In fact, King can be considered revolutionary in his own right, insofar as he led a political revolution in a particular phase, and attempted to push it further.

After the Civil Rights Act was passed, he emphasized how far the country still was from real justice, asking, “What good does it do to sit at the counter when you cannot afford a hamburger?” He was ridiculed for trying to advance the political direction of the movement by calling for more direct action, and dealing directly with economic issues.

If we can digress for a moment to think of today’s anti-war movement, we see how the ANSWER Coalition (Act Now to Stop War and End Racism), for instance, has adjusted its slogans over time according to the political mood and consciousness of the masses.

Right after the Sept. 11 attacks, ANSWER’s main slogan was “War and racism are not the answer,” which today may seem quite moderate, but it was tailored to the context of a repressive, pro-war hysteria and the consciousness of that moment. A little later that slogan became “Stop the War on Iraq Before it Starts!” After the war began, some “anti-war” groups believed occupation troops had an obligation to stay in Iraq; in contrast, ANSWER emphasized, “End the Occupation—Bring All the Troops Home Now.”

The movement against the war in Iraq developed into a movement against the occupations of Iraq, Palestine and imperialism altogether. Based on the real-life experiences of a decade of war, many people now see the war is not tied to a particular political party but instead to a system that makes profit from weapons and is addicted to war.

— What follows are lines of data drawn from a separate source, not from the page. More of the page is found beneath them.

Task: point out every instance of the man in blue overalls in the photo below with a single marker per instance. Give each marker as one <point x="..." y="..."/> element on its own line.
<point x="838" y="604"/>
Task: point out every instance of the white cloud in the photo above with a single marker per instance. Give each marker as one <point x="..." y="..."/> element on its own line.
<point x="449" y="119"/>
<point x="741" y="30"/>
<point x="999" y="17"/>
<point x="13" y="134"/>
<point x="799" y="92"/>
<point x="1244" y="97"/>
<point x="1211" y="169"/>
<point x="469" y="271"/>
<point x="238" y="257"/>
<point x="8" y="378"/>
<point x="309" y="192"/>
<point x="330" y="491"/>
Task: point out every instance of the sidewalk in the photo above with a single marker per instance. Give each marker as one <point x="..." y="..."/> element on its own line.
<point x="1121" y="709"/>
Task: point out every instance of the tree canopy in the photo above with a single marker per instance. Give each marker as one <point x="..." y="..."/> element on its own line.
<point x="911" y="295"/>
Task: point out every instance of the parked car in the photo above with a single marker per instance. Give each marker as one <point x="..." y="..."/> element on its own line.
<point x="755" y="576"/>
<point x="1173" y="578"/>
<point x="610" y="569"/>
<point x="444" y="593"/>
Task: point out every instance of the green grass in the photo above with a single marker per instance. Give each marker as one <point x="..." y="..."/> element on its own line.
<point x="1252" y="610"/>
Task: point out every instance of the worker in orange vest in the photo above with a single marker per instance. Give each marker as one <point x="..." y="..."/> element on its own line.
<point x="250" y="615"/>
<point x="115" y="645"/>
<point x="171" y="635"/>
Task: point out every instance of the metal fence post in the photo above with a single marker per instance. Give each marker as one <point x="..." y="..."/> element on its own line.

Brian Becker elaborated on this point in a piece titled “Civil Rights and the U.S. Revolution” (published in the PSL's Socialism and Liberation magazine) when he wrote: “Human consciousness, including political consciousness, is perhaps the most conservative aspect in the historical process. Revolutions don’t start because of the 'advanced consciousness' of the participants who start the revolutionary process. Consciousness changes and grows in the struggle, based on the conditions of life.”

King’s enduring lessons

Dr. King was dangerous to the political establishment because he started to draw the connection between different struggles and unite them against a common enemy. We cannot protest the war in Afghanistan and forget the racist laws directed at the immigrant community; we cannot fight for women’s rights and not speak to the need for full equality for the LGBT community.

Today the struggle against racism is taking a new direction. A new movement exists in the Latino community that is standing up to the country's many immigrant bashers and demanding full rights for immigrants. In the past three years, hundreds of thousands of Latinos have protested the assault on their family and friends. Supporting this movement is honoring King’s legacy.

In King’s famous Drum Major speech, he said he wanted to feed everyone. He did not mean personally or in soup kitchens—he meant fighting poverty at its root. Here in Washington, D.C., the D.C. Council is taking a vote to cancel assistance to anyone who has received aid from the Temporary Assistance for Needy Families program for more than five years. According to the Washington Post, this will remove 8,000 families from the program. Fighting to expand such social programs is honoring King’s legacy.

The D.C. Council also refers to its budget deficit as a pretext to deny higher wages guaranteed in the newest Teachers Union contract, and institute hiring freeze. Defending public-sector unions is honoring King’s legacy.

When we remember Dr. King, we should remember him not as a speaker at a rally or leader in a demonstration. He was a man attempting to connect the various forms of oppression into a single struggle against social injustice. The only way to remove that injustice is to remove the foundation from which it grows. So let us remember this leader of the Civil Rights Revolution by talking about what it will take to build the next American revolution.